The Twilight Zone is a lot of things. It’s the kind of sci-fi storytelling that your Asimovs, Bradburys, and Le Guins dream about. It’s also creator Rod Serling’s vision for a better, more equitable world. But above all else it is high octane horror that more than stands the test of time. Serling’s anthological masterpiece was truly ahead of its time, not only frequently in the social sense, but in the structural one as well. Short stories have always worked best for horror, lest one drone on too long and the campfire dwindles to embers. Turns out some short stories is exactly what the burgeoning medium of television needed.

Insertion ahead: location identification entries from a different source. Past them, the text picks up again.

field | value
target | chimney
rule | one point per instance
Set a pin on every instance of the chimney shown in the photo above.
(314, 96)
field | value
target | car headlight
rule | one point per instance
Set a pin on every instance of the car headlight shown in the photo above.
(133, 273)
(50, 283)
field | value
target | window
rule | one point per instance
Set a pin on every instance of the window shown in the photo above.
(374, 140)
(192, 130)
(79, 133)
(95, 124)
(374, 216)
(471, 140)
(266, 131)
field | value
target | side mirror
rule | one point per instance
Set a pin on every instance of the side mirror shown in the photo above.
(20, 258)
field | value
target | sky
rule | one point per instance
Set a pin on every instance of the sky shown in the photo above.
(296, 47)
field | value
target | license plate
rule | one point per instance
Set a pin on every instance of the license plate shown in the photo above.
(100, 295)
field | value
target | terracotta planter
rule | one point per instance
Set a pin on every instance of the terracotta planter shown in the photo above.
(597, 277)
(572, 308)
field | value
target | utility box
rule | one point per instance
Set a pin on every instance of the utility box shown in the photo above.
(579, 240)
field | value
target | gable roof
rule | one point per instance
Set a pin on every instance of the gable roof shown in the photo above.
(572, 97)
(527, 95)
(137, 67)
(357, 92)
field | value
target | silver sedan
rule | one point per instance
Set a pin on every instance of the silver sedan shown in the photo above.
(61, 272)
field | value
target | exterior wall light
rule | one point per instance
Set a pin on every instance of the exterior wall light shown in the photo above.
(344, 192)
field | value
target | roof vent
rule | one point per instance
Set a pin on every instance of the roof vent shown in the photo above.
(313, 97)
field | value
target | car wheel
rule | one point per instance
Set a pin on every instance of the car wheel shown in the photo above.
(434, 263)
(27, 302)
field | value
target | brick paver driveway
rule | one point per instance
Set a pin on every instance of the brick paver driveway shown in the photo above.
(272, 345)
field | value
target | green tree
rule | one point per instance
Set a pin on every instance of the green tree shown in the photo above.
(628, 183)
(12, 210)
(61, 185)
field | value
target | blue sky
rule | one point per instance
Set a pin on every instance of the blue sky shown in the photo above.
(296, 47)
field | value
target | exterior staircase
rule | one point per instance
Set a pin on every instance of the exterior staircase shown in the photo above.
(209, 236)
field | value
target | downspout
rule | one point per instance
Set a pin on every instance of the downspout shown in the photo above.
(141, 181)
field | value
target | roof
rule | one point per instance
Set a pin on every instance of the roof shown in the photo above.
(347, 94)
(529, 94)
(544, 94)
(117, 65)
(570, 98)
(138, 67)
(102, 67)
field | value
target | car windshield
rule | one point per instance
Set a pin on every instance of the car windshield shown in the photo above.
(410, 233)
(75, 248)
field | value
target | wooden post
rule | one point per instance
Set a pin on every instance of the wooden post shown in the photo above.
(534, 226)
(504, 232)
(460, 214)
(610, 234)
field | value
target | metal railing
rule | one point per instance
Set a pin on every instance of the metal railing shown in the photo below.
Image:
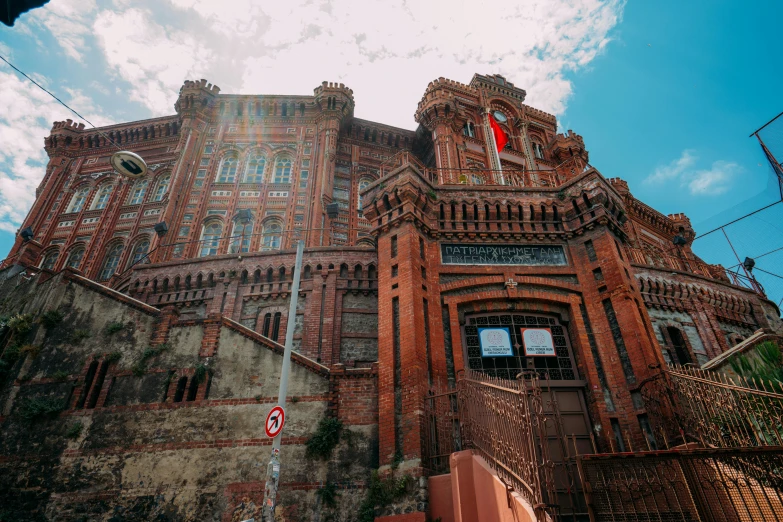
(687, 404)
(722, 458)
(720, 485)
(504, 421)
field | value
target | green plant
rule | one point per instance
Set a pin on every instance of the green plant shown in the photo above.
(32, 349)
(21, 324)
(140, 367)
(60, 376)
(51, 318)
(114, 327)
(766, 370)
(74, 430)
(77, 336)
(381, 493)
(325, 439)
(12, 353)
(34, 407)
(328, 494)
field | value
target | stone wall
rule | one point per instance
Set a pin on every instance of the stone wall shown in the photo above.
(141, 437)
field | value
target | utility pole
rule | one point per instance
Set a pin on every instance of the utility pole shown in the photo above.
(273, 468)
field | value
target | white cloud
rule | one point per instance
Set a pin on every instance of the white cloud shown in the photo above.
(700, 182)
(714, 181)
(25, 121)
(153, 59)
(68, 21)
(673, 170)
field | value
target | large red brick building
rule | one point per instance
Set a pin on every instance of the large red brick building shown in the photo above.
(438, 238)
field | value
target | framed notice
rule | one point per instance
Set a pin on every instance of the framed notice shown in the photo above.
(538, 342)
(495, 342)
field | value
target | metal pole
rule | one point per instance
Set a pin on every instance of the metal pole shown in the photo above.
(273, 469)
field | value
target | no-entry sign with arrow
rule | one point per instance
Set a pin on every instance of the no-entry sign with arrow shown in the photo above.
(275, 421)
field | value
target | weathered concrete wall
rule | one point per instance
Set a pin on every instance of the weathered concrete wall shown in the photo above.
(144, 453)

The original iteration of The Twilight Zone understands that better than many horror properties do today. Each Twilight Zone installment presents its premise, tells its short story, and then gets out leaving the viewer dumbfounded and trying to uncover what it all means. And it did it all a staggering 156 times. Some of the best horror short stories from the last millennium hail from Serling’s masterpiece. Tales like “Eye of the Beholder”, “Nightmare at 20,000 Feet”, and “The Masks” still have the capacity to thrill today. The Twilight Zone was so good at what it does that it’s rebooted countless times, most recently as a series from Jordan Peele for CBS All Access (Paramount+). But even if The Twilight Zone were never continued, its influence would still be felt in just about every other horror show on television.
1. A Ghost Story For Christmas (1971 – 1978)
‘Halloa! Below there!’
How and when these enduringly sinister films were first broadcast on BBC One doubtless enhanced their power to unnerve. It was before television was a 24-hour experience, explains British Film Institute TV consultant Dick Fiddy in his introduction to the 2012 BFI release. They were aired late at night “probably watched by the dying embers of the fire before the viewer turned in for the night; the nightmarish quality of the stories would linger as they went to bed.” Whose imagination wouldn’t be haunted by the indelible image of the ghostly, grinning children in Lost Hearts, or the face revealed at the end of Charles Dickens adaptation The Signalman?
The original anthology series (it was revived by the BBC in 2005) includes eight titles, in with which the chilling Whistle and I’ll Come To You is often bundled. Largely adapted from the ghost stories of M.R. James and directed by Lawrence Gordon Clark, the films aren’t gory but a masterclass in atmosphere, suggestion and dread. That was in great part due to the work of sound recordist Dick Manton who built tension with eerie effects and avant-garde classical music. They weren’t made in bright studios but on location in bleak, evocative British landscapes captured by the precise eye of cameraman John McGlashan. Several were stories of spectral warnings, either to potential victims or to transgressors whose punishment awaited them, lending a sense of creeping dread as characters are stalked, haunted and sent out of their minds. Watched now, the distance of the period adds another layer of alien discomfort thanks to long scenes and intense performances. Arguably the greatest horror tales ever to air on television.